London, UK based De-Fi platform company Euler has lost a reported $196 million to a flash loan attack.
A flash loan is an instant unsecured loan controlled by smart contracts. It allows a borrower to obtain collateral, use that collateral for its purposes, and return the collateral to its source provided it all occurs within a single transaction. It consequently relies on a sequence of complex conditions.
A legitimate example could be a trader wishing to take instant advantage of different coin values on different platforms: borrow the money without collateral, buy at the low price and sell at the high price, and return the loan instantly.
The concept was pioneered in 2020 by the Ethereum lending platform Aave, which states in its documentation, “There is no real-world analogy to Flash Loans.” Coindesk adds, “The concept is new and still has a lot of kinks [as] new hacks are making abundantly clear.”
Details of this attack are not yet clear. PeckShield Inc tweeted a warning to Euler “Hi @eulerfinance: you may want to take a look…”
Euler responded mid-morning (GMT), March 13, 2023, “We are aware and our team is currently working with security professionals and law enforcement. We will release further information as soon as we have it.” The Euler website displays a similar sentiment.
It appears that the attacker used flash loans to borrow from the De-Fi protocols Aave and Balancer, and deposited the money with Euler. The attacker then borrowed ten times the amount it had deposited with Euler. The precise means, or vulnerability, by which the attacker could break the smart contract and keep the borrowings is not clear.

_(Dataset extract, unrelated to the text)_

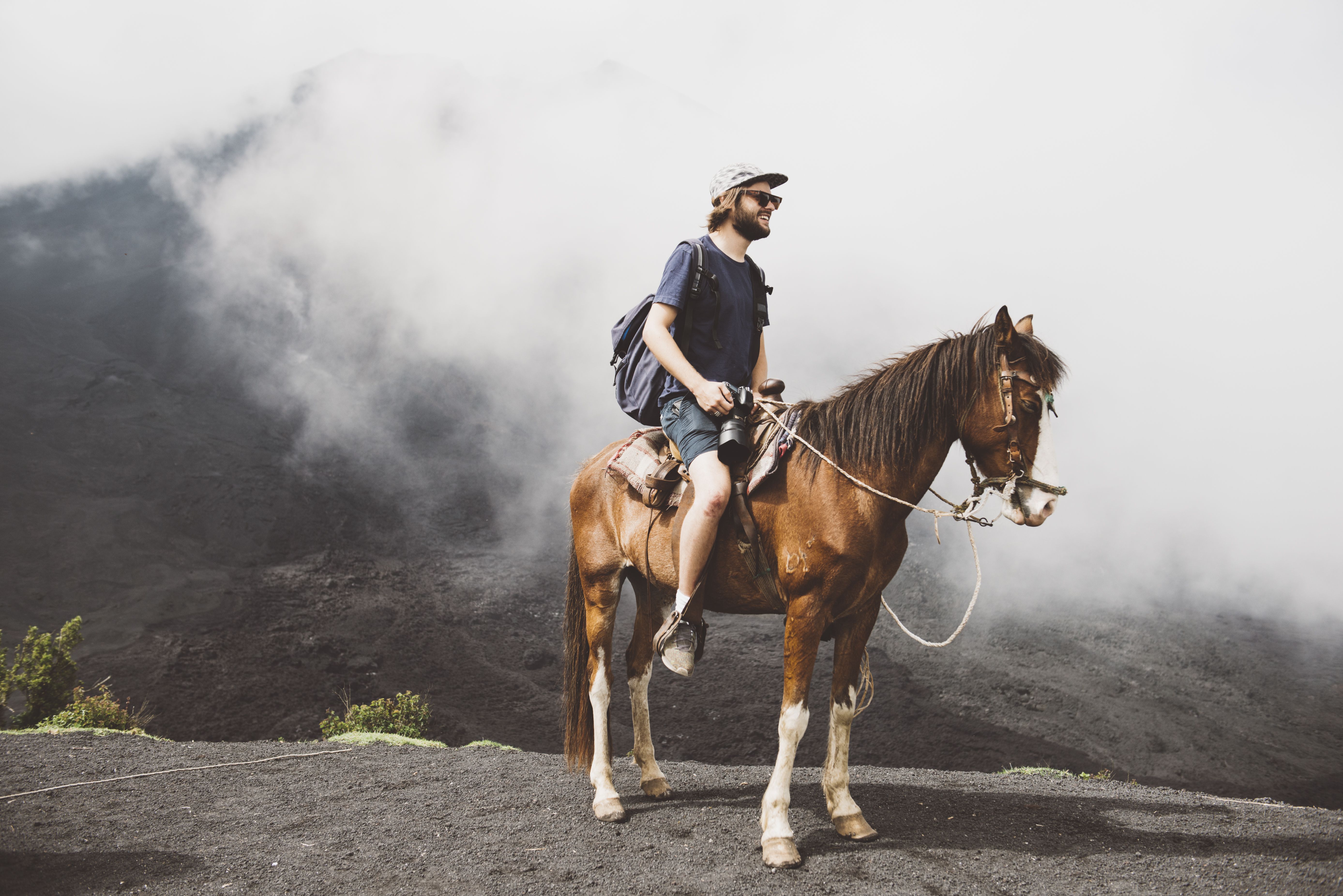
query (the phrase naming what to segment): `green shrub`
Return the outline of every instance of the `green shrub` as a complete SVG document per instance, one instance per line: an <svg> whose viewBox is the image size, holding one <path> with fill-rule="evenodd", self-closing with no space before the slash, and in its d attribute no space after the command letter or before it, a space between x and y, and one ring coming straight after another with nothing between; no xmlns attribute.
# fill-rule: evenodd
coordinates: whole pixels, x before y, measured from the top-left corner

Nor is it entirely clear whether the attack has finished, or whether it is still in process and more losses will be revealed.
Rebecca Moody, head of data research at Comparitech, commented, “De-Fi platform Euler Labs has suffered a flash loan attack, with reports suggesting as much as $197 million has been stolen in total (figures are continually growing as this is updated).” She notes that this is the largest crypto hack of 2023 so far, and the eleventh largest of all time.
“It also takes the total lost in 2023 so far to more than $363 million with 43 attacks recorded so far,” she continued. “Flash loans account for 14 of these attacks and more than half of the funds stolen ($207.5 million).”
Euler was founded in September 2020 in London by Doug Hoyte, Jack Prior, and Michael Bentley (CEO). It has raised a total of $40.8 million over three rounds – the latest being a venture round (series undisclosed) in June 2022.
UPDATE, March 29: Coindesk now reports the hacker, calling himself ‘Jacob’, is returning the stolen money. Jacob doesn’t make the reason clear, and there is no official confirmation on Euler’s website. We will update this story if more relevant data becomes available.